Ces espèces invasives souffrent, dans leur habitat naturel, majoritairement de leur utilisation comme ressource, c’est-à-dire notamment de la consommation de leur viande. Ce qui signifie donc que la principale menace correspond aussi à la voie d’introduction majeure: la chasse, dont l’impact sur les populations de mammifères est « stupéfiant », remarquent les chercheurs. Les autres menaces comprennent l’agriculture/ aquaculture et… d’autres espèces invasives. Curieusement, ces dernières constituent la troisième menace principale.

Pour 8 des 36 mammifères menacés, prendre en compte également la population exotique permet d’abaisser le statut au sein de la Liste rouge des espèces menacées. C’est le cas par exemple du lapin de garenne, en danger d’extinction dans sa région native – notamment en Espagne – mais dont la prolifération est extrêmement problématique en Australie, qui utilise des méthodes radicales pour tenter de s’en débarrasser.

Le cerf Sambar représente aussi un exemple frappant: en prenant en compte toutes ses populations, l’espèce passe de la catégorie « vulnérable » à « préoccupation mineure ». Selon le Muséum national d’Histoire naturelle, « hors des aires protégées, ses effectifs sont en régression, localement il a déjà disparu ». Mais l’espèce a, d’un autre côté, été introduite comme gibier en Nouvelle-Zélande, en Australie, aux États-Unis.

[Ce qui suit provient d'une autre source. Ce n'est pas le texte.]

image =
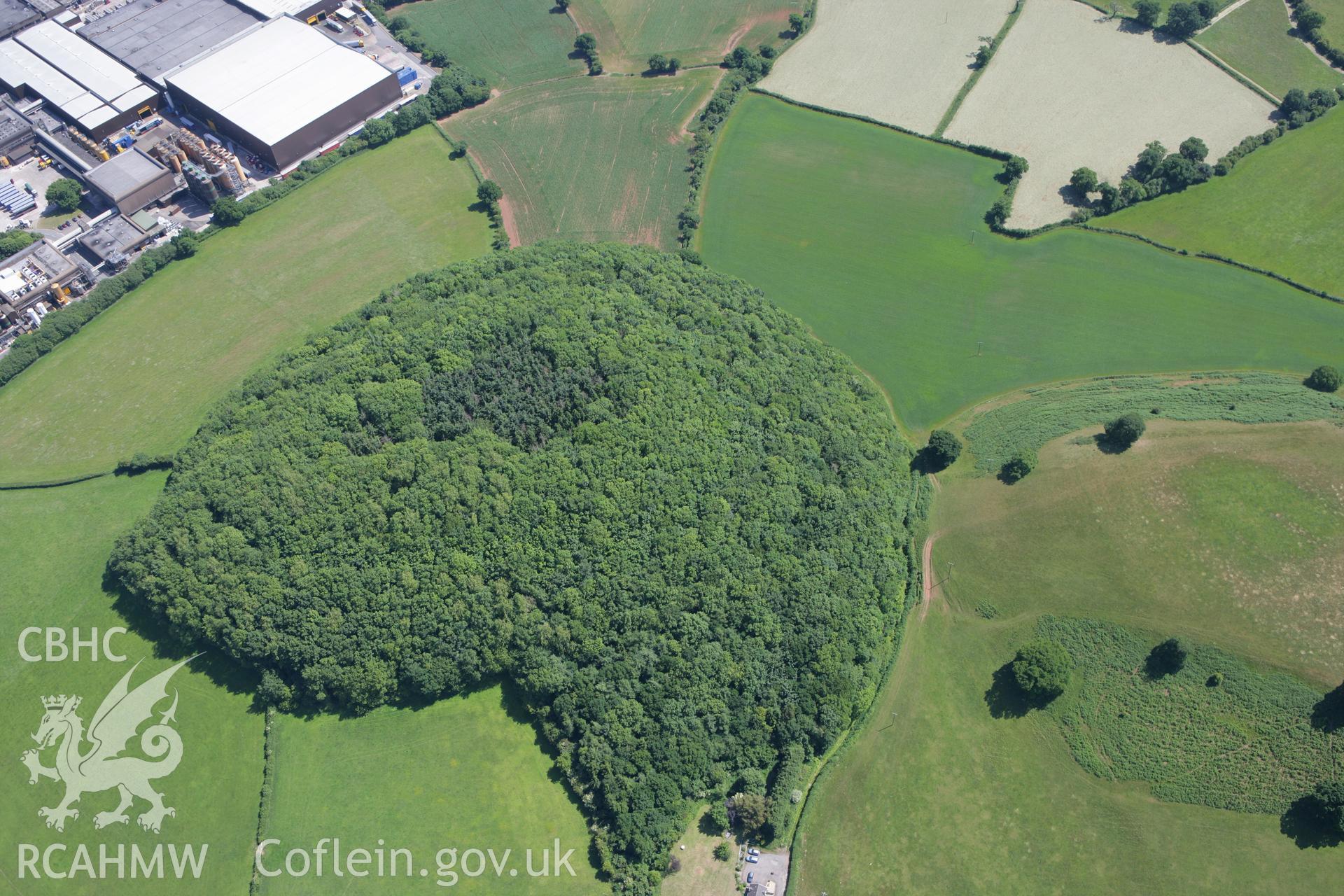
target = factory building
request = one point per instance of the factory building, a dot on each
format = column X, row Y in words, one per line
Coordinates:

De potentielles populations de secours

Pour les auteurs de cette nouvelle étude, il s’agit d’un « casse-tête en matière de conservation ». « L’inclusion des populations introduites dans les évaluations de la Liste rouge peut avoir plusieurs conséquences, expliquent-ils. D’une part, si cette inclusion diminue la catégorie de la Liste rouge, les efforts de protection et de conservation des populations indigènes de l’espèce peuvent diminuer, de même que la sensibilisation du public et le financement. Inversement, des populations exotiques prospères mais surveillées peuvent, dans des circonstances spécifiques, être prises en compte dans le cadre de mesures de conservation ».

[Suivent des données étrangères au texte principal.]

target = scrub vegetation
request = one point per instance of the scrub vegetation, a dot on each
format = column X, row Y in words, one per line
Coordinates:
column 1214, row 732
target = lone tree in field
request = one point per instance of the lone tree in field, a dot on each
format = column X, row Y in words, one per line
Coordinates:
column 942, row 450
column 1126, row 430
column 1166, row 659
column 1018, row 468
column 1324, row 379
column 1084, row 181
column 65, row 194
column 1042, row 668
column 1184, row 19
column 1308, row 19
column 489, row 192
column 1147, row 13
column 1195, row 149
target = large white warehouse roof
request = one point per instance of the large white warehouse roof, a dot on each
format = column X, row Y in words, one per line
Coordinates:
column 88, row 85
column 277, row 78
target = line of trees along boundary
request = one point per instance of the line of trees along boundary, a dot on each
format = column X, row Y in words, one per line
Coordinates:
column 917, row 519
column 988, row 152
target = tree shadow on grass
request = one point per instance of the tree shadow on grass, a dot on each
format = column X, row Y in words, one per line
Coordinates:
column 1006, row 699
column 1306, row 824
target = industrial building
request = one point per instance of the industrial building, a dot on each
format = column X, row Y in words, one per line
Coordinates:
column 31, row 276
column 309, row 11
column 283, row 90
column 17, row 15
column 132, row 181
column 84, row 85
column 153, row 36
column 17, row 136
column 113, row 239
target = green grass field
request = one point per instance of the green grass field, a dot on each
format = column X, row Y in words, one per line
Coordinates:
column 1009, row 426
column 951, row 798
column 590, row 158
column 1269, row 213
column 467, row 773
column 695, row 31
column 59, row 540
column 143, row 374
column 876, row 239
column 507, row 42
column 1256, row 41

Une idée s’impose d’elle-même: que ces populations invasives servent finalement de « populations de secours » destinées à éviter l’extinction de leur espèce dans les régions natives. « L’élevage en captivité (pour éviter les dégâts sur les espèces endémiques, ndlr) et les réintroductions utilisant des populations exotiques pourraient être des mesures de conservation potentielles, souligne l’étude. Bien que la prudence soit de mise, dans la mesure où les populations exotiques peuvent héberger des parasites ou être génétiquement appauvries, leur utilisation in situ peut apporter des avantages ». Difficile aujourd’hui de savoir quelle démarche choisir sans causer encore plus de dégâts à la biodiversité.